What is io.net's mission, and what are you working towards?
io.net is a decentralized GPU network designed to give unlimited computing power to ML applications. We make computing more scalable, accessible, and efficient. Our mission is to unlock fair access to computing power by assembling 1 million + GPUs from independent data centers, crypto miners, and crypto projects such as Filecoin or Render.
How big is the GPU shortage? How is io.net solving it?
The major cloud providers currently have around 10-15 exaFLOPS of GPU compute capacity available. However, given the surging volume of AI/ML model training and inferencing workloads, the potential demand for GPU compute in the cloud could be as high as 20-25 exaFLOPS.
This suggests the current shortage in cloud GPU capacity is likely in the range of 5-10 exaFLOPS. In the near future, cloud GPU capacity must expand 2- 3 times current levels in order to meet user demand.
There is a long lead time to increase GPU supply which suggests that this problem won't be resolved any time soon.
io.net is solving this by accessing underutilized GPU sources outside of the cloud such as:
- Independent data centers: There are thousands of independent data centers in the US alone, and their average utilization rate is only 12% - 18%.
- Crypto miners: Miners have suffered significant losses with Ethereum’s switch to Proof-of-Stake. They can repurpose GPUs in our DePin network.
- Consumer GPUs: Consumer GPUs account for 90% of the total supply yet the majority of these resources are latent in consumer households and small cloud farms.
When combined, it is estimated these sources can provide an additional 200 exaFLOPs of GPU capacity.
How is io.net different from AWS?
io.net offers a fundamentally different approach to cloud computing. We leverage a distributed and decentralized model that provides increased control and flexibility for users. io.net's services don't involve complicated permission models and it's cost efficient. The combination of all these factors sets io.net in its own league of Decentralized providers.
How & why is io.net cheaper and faster than other providers like AWS?
io.net is significantly more affordable and faster than current cloud solutions. By leveraging underutilized sources, such as independent data centers, crypto miners, and consumer GPUs, we offer compute for up to 90% less than traditional cloud providers.

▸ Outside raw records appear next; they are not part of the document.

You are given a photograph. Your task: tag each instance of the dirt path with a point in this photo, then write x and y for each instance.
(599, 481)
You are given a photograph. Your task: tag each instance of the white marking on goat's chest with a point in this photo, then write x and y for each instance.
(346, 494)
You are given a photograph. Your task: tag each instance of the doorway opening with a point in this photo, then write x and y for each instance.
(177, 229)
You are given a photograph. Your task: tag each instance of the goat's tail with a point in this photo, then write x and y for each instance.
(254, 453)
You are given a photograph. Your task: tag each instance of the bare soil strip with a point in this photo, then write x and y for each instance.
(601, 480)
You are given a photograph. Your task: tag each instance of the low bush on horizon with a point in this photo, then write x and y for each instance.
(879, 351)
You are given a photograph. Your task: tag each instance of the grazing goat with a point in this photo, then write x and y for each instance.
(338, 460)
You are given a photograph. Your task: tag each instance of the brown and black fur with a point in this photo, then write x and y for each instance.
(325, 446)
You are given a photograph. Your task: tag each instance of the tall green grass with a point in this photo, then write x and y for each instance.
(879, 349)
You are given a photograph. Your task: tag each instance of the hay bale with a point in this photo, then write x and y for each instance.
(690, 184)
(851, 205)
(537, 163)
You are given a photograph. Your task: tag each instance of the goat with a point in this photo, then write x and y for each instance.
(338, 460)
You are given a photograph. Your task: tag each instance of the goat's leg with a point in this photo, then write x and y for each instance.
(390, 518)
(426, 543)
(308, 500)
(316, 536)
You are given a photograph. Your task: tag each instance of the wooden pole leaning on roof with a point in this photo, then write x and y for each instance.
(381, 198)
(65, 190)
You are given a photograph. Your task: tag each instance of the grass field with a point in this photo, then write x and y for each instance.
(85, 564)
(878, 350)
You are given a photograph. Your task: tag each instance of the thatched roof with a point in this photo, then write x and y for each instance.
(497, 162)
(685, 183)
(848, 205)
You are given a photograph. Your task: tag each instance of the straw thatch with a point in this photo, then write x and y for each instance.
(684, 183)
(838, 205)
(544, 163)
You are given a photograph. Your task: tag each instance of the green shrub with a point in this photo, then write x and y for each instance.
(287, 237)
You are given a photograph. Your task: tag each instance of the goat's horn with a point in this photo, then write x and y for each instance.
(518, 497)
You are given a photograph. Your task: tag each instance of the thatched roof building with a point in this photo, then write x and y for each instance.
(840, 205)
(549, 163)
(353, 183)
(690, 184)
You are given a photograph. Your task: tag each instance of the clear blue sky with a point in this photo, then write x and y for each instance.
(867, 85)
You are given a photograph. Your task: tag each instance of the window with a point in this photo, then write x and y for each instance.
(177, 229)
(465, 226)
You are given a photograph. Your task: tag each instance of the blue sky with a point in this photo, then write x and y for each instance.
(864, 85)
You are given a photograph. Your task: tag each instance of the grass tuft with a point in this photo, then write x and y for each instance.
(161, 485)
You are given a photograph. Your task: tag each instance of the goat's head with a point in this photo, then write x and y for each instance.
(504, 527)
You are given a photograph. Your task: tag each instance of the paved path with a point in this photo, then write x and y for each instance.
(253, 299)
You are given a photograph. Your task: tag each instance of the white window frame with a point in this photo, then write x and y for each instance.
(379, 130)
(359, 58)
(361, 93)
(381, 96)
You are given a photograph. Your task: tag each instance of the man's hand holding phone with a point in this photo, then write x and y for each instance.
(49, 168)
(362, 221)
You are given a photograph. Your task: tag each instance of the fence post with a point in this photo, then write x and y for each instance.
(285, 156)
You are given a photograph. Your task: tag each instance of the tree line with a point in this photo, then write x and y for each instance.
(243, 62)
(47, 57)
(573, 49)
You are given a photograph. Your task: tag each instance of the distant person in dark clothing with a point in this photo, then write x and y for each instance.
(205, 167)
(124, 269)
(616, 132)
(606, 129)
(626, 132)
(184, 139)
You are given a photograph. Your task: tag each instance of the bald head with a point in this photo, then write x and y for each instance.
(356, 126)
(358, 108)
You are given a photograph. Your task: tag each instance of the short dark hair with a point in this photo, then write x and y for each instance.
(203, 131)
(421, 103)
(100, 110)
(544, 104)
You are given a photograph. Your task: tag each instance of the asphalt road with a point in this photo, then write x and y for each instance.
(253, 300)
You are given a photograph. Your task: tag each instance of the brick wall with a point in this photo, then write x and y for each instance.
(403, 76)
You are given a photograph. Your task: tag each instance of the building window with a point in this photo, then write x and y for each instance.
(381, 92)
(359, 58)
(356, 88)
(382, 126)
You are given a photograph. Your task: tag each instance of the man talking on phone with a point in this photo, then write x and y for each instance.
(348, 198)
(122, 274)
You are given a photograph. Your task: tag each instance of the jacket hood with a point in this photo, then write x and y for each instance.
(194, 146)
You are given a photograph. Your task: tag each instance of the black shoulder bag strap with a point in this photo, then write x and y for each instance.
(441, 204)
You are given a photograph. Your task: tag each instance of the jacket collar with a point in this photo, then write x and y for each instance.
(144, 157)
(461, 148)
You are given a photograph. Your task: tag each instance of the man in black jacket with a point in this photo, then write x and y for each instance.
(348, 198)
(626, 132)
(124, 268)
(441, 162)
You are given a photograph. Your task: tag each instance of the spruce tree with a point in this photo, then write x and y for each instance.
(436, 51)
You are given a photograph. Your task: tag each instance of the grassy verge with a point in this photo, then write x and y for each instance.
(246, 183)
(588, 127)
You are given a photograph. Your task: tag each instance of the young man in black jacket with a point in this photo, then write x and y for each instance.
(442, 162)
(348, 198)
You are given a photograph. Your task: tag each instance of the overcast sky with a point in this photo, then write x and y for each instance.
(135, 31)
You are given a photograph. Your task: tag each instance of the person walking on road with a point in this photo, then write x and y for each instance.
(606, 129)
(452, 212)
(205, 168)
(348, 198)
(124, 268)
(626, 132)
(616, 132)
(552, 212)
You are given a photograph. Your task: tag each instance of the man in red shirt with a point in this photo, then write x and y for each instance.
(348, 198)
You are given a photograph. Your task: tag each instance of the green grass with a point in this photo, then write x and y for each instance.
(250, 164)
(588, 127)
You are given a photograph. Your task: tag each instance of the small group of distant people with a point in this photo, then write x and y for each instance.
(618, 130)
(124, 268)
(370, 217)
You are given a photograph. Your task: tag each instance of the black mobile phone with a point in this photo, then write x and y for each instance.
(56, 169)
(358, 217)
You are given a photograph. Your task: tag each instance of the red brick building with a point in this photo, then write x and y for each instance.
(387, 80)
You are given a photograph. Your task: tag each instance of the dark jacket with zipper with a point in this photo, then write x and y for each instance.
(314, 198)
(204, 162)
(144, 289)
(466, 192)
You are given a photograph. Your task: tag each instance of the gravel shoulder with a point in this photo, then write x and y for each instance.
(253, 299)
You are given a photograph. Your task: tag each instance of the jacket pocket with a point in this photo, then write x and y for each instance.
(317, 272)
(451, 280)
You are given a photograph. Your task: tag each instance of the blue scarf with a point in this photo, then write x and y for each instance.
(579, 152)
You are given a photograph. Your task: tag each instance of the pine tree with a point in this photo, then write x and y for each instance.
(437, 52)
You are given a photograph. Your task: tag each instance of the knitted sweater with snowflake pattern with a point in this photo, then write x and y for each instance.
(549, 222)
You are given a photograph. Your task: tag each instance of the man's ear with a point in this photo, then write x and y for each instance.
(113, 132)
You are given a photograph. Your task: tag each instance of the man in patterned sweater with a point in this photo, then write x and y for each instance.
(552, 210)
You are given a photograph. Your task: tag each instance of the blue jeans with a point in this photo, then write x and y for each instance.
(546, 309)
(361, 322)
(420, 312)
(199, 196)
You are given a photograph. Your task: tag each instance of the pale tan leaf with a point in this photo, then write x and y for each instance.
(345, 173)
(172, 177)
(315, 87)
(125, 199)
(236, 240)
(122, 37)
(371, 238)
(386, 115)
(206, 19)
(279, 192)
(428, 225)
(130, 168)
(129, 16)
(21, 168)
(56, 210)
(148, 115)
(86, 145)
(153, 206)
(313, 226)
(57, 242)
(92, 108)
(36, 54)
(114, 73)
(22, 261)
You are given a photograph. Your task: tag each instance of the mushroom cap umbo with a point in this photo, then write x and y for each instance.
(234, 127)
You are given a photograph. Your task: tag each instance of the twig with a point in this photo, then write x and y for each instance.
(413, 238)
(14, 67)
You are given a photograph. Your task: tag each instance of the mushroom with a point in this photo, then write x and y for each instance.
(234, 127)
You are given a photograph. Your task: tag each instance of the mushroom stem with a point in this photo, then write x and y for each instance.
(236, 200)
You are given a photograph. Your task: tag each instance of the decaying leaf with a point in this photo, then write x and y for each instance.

We are significantly faster than the competition because creating distributed clusters through traditional cloud providers is a time-consuming process. Companies like AWS often ask for detailed KYC information, require long-term contracts, and often have waitlists for the most desired hardware. It can often take two weeks to obtain GPU compute from cloud providers.
io.net doesn't impose these restrictions which allows users to access GPU supply and deploy clusters in less than 90 seconds. Ultimately, the combination of speed and cost allows io.net to be 10x to 20x more efficient than traditional cloud providers.
What is a DePIN and how does io.net fit?
DePIN, or Decentralized Physical Infrastructure Networks, leverages blockchains, IoT, and the greater Web3 ecosystem to create, operate and maintain real-world physical infrastructure. These networks use token incentives to coordinate, reward, and safeguard members of the network. io.net is the first and only GPU DePIN. We are optimized for machine learning but are also ideal for all GPU use cases.
What type of GPUs does io.net offer?
We offer a wide range of:
- GPUs, including NVIDIA RTX series, and AMD Ryzen series.
- CPUs, including Intel, AMD, and the Apple M2 Chip with its unparalleled neural engine.
Please refer to (pricing page) to see the full list of supported GPUs. Contact our support team if your hardware is not listed.
Our minimum requirements are:
- +12 GB of RAM
- +500 GB Free Disk Space
- Internet Speed : Download +500 MBs and +250 Mbps Upload with < 30ms ping
Test your internet from here: https://www.speedtest.net
Why is io.net needed for machine learning?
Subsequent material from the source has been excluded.